Mister Top Notch


Mister Top Notch ran a nice race in the Leopardstown Chase at Leopardstown on Sunday, kicking off out the back, making good progress down the back straight against an ever-increasing pace, and jumping well. It looked like he blew up on the run around the home turn, but he seemed to find his second wind, and stayed on again up the hill to finish fifth, just three parts of a length behind Finger Onthe Pulse in third.

This was a more than satisfactory run from Mister Top Notch, given that he had been off the track for three months before this run. There is no question that the son of Mister Lord is a high class individual. He won the Grade 1 Dr PJ Moriarty Chase as a novice, he won the Leopardstown Chase last year when it was run over three miles under top weight of 11st 10lb, and he finished fourth in last year's Hennessy, just six lengths behind the winner The Listener.

Trainer Davy Fitzgerald intimated before Sunday's race that he had the Aintree Grand National in mind for Mister Top Notch this year, and that is really interesting. He ticks an awful lot of the boxes that you look for in a Grand National winner. He is 10 years old (like two of the last three National winners and three of the last six), he is trained in Ireland (like six of the last 10 winners), he was bred in Ireland (like nine of the last 10 winners), he is a good safe jumper, he handles all types of ground, he has loads of stamina, and it now looks like he will be trained specifically for the race. It is a little bit of a worry that all of his best performances seem to have been at Leopardstown. However, Aintree is quite like Leopardstown in that it is left-handed and relatively flat, and Mister Top Notch proved when he ran so well to finish second to Dear Villez off top weight in the Munster National at Cork in October that he wasn't merely a one-track pony.
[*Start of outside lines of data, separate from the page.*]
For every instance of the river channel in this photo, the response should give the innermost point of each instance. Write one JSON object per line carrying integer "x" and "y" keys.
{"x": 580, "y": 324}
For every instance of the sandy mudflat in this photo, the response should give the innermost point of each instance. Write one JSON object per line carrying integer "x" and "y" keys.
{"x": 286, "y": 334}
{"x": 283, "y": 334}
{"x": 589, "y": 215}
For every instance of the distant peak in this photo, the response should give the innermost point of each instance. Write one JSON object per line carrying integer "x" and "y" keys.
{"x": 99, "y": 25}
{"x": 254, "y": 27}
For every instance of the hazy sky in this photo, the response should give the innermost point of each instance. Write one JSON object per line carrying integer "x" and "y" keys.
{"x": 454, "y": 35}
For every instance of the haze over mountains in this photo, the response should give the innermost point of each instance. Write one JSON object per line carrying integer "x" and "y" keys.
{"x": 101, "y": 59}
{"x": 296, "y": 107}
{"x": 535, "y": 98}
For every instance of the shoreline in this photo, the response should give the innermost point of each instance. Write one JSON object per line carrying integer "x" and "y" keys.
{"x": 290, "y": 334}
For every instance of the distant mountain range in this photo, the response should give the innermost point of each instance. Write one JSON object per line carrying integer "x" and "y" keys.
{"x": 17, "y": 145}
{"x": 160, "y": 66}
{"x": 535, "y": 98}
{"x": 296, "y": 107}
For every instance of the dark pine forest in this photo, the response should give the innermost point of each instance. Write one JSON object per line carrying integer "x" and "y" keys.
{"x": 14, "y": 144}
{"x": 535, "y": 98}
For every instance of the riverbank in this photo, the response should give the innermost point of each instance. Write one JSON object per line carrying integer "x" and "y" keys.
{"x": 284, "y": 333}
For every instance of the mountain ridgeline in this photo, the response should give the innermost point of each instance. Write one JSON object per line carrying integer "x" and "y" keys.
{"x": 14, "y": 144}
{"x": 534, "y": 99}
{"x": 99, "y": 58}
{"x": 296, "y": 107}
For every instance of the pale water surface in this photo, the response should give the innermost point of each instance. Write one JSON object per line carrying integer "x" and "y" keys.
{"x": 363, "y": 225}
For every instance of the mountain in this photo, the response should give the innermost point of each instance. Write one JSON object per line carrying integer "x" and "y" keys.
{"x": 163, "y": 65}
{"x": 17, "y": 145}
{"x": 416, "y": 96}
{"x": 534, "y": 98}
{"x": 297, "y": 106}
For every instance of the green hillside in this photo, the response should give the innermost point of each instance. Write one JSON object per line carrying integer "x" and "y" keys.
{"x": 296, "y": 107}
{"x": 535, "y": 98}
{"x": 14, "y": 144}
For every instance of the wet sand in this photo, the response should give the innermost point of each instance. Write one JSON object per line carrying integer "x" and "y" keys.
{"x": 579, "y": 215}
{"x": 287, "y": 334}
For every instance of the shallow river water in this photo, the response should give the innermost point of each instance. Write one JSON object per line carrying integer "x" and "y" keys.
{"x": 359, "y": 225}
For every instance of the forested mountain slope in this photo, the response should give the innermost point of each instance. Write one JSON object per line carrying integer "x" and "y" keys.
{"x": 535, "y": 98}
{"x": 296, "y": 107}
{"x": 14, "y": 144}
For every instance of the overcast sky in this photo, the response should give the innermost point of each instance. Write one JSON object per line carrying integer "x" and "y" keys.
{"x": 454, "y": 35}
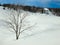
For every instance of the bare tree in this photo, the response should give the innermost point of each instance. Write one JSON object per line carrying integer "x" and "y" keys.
{"x": 16, "y": 23}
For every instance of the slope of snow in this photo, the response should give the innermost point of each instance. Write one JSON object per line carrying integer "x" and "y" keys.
{"x": 45, "y": 32}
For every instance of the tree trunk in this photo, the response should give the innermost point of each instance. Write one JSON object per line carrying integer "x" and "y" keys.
{"x": 17, "y": 37}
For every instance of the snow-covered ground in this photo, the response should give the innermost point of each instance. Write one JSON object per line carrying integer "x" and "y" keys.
{"x": 45, "y": 32}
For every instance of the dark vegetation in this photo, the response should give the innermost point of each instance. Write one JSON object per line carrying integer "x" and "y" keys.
{"x": 55, "y": 11}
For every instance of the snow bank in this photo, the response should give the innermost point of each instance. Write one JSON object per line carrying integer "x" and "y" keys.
{"x": 45, "y": 32}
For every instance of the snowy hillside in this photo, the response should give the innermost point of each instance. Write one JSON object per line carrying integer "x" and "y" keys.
{"x": 45, "y": 32}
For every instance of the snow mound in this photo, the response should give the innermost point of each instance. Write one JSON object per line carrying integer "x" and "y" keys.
{"x": 45, "y": 32}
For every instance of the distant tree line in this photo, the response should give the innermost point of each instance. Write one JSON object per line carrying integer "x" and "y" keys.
{"x": 31, "y": 8}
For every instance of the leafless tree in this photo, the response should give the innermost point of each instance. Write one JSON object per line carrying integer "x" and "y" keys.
{"x": 16, "y": 23}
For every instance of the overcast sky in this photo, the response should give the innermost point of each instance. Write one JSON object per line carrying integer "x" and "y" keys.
{"x": 38, "y": 3}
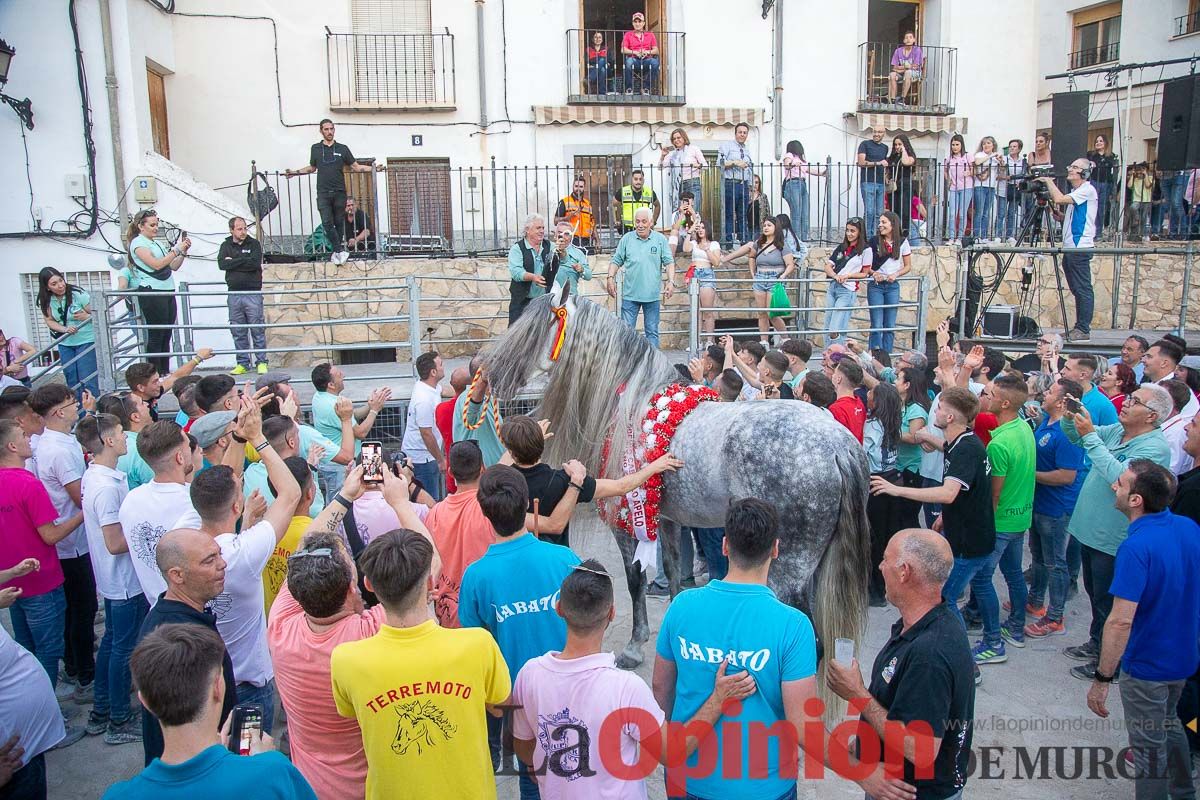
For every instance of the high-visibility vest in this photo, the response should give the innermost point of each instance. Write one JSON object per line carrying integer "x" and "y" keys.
{"x": 630, "y": 204}
{"x": 579, "y": 214}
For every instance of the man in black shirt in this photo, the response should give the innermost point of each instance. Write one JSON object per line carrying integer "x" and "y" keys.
{"x": 327, "y": 158}
{"x": 923, "y": 674}
{"x": 195, "y": 572}
{"x": 525, "y": 440}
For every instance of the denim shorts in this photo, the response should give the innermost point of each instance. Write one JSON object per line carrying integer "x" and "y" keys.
{"x": 765, "y": 280}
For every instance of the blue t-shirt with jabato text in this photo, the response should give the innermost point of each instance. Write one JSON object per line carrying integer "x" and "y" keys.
{"x": 1158, "y": 567}
{"x": 748, "y": 625}
{"x": 1055, "y": 451}
{"x": 513, "y": 590}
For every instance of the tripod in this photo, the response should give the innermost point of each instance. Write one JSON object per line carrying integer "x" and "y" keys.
{"x": 1038, "y": 228}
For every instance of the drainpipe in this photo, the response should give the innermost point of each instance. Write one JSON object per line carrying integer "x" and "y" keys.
{"x": 483, "y": 70}
{"x": 778, "y": 101}
{"x": 114, "y": 121}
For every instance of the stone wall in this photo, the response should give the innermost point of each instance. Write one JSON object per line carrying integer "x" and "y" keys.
{"x": 465, "y": 300}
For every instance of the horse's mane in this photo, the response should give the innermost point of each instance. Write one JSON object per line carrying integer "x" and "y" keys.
{"x": 600, "y": 356}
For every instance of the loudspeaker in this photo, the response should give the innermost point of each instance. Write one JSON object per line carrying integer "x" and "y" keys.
{"x": 1068, "y": 127}
{"x": 1179, "y": 140}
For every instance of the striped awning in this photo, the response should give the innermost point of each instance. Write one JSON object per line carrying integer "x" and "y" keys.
{"x": 653, "y": 114}
{"x": 919, "y": 122}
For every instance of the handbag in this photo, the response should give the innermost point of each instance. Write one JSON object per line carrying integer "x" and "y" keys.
{"x": 779, "y": 299}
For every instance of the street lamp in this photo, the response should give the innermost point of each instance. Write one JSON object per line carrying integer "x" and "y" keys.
{"x": 24, "y": 108}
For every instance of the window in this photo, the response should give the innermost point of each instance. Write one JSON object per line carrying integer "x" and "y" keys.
{"x": 1097, "y": 36}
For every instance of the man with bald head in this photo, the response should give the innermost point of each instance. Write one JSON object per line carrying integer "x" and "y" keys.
{"x": 924, "y": 673}
{"x": 191, "y": 565}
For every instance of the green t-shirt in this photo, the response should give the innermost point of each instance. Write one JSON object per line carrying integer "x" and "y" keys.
{"x": 1013, "y": 455}
{"x": 909, "y": 456}
{"x": 643, "y": 260}
{"x": 142, "y": 268}
{"x": 79, "y": 300}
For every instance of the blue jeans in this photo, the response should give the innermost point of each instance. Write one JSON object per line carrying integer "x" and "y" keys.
{"x": 877, "y": 296}
{"x": 263, "y": 695}
{"x": 796, "y": 194}
{"x": 123, "y": 623}
{"x": 958, "y": 202}
{"x": 81, "y": 374}
{"x": 430, "y": 475}
{"x": 839, "y": 304}
{"x": 737, "y": 211}
{"x": 1050, "y": 564}
{"x": 1078, "y": 269}
{"x": 963, "y": 573}
{"x": 641, "y": 66}
{"x": 37, "y": 625}
{"x": 873, "y": 205}
{"x": 983, "y": 198}
{"x": 649, "y": 317}
{"x": 598, "y": 77}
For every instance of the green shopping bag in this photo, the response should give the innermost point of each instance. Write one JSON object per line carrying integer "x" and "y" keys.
{"x": 779, "y": 299}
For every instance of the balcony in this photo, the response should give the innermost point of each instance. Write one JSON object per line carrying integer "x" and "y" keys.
{"x": 931, "y": 94}
{"x": 1187, "y": 24}
{"x": 373, "y": 72}
{"x": 1095, "y": 55}
{"x": 598, "y": 72}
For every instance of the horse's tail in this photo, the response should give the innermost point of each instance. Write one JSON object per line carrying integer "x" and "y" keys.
{"x": 838, "y": 591}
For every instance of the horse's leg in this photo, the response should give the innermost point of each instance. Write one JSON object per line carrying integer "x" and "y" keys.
{"x": 631, "y": 656}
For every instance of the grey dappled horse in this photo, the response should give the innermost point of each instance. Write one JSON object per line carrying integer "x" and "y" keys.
{"x": 787, "y": 452}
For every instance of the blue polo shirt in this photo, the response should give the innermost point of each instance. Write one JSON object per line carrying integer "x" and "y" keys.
{"x": 1055, "y": 451}
{"x": 1158, "y": 567}
{"x": 513, "y": 590}
{"x": 757, "y": 632}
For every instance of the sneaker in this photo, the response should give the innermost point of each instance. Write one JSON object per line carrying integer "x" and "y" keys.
{"x": 1013, "y": 636}
{"x": 124, "y": 733}
{"x": 989, "y": 654}
{"x": 1086, "y": 651}
{"x": 73, "y": 734}
{"x": 97, "y": 723}
{"x": 1044, "y": 626}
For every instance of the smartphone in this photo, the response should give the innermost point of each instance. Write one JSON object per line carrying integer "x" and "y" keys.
{"x": 372, "y": 462}
{"x": 246, "y": 727}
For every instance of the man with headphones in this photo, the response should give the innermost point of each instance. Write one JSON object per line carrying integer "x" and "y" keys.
{"x": 1078, "y": 230}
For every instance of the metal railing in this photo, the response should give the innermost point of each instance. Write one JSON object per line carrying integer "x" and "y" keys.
{"x": 601, "y": 72}
{"x": 933, "y": 92}
{"x": 1187, "y": 24}
{"x": 390, "y": 71}
{"x": 1092, "y": 55}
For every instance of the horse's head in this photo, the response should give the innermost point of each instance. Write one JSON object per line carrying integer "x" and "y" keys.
{"x": 533, "y": 344}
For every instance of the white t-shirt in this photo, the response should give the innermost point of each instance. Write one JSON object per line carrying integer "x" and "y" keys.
{"x": 27, "y": 701}
{"x": 60, "y": 462}
{"x": 103, "y": 489}
{"x": 147, "y": 515}
{"x": 420, "y": 415}
{"x": 1079, "y": 218}
{"x": 239, "y": 608}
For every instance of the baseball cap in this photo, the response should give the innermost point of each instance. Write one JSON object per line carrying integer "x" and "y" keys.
{"x": 273, "y": 377}
{"x": 211, "y": 427}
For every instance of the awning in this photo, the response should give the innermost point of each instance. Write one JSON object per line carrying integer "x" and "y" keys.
{"x": 919, "y": 122}
{"x": 652, "y": 114}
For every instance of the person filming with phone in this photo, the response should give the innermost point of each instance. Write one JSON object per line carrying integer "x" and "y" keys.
{"x": 178, "y": 672}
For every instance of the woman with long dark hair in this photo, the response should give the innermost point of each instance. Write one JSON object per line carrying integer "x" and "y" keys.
{"x": 845, "y": 266}
{"x": 891, "y": 260}
{"x": 881, "y": 439}
{"x": 155, "y": 266}
{"x": 900, "y": 163}
{"x": 66, "y": 310}
{"x": 796, "y": 185}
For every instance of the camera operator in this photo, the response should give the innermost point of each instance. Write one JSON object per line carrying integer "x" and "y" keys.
{"x": 1079, "y": 232}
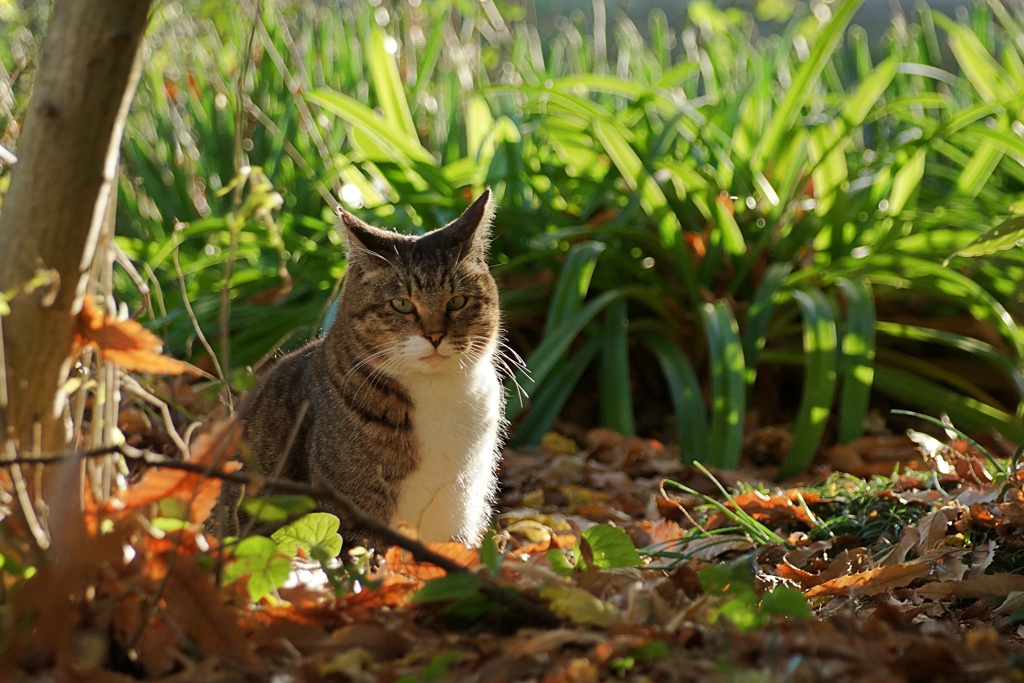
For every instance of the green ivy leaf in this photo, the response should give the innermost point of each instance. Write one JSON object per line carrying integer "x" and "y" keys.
{"x": 278, "y": 508}
{"x": 489, "y": 557}
{"x": 559, "y": 562}
{"x": 257, "y": 557}
{"x": 611, "y": 547}
{"x": 785, "y": 601}
{"x": 316, "y": 534}
{"x": 449, "y": 587}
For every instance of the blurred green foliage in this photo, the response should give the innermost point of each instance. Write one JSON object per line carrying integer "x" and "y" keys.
{"x": 721, "y": 227}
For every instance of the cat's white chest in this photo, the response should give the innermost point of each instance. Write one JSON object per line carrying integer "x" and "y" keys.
{"x": 457, "y": 417}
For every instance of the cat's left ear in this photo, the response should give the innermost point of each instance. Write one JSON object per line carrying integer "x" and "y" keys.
{"x": 472, "y": 228}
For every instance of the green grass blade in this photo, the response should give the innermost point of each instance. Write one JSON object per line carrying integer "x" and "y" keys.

His current rating of 158 would ordinarily be much higher than ideal, and would see him set to carry top weight, or close to it, in a normal year, but there is a real chance that this will not be a normal year. If Denman takes his chance - and current indications are that he will, all being well - Mister Top Notch would be allotted a weight in the low 10sts, and he would be one of only a few horses who would be able to compete of their correct handicap marks. There is a little bit of 55 available about Davy Fitzgerald's gelding on Betfair and Betdaq, but even the 40/1 at which you can back him with Ladbrokes is more than fair. If he and Denman both make it to the starting gate, he couldn't be much more than 1/4 those odds.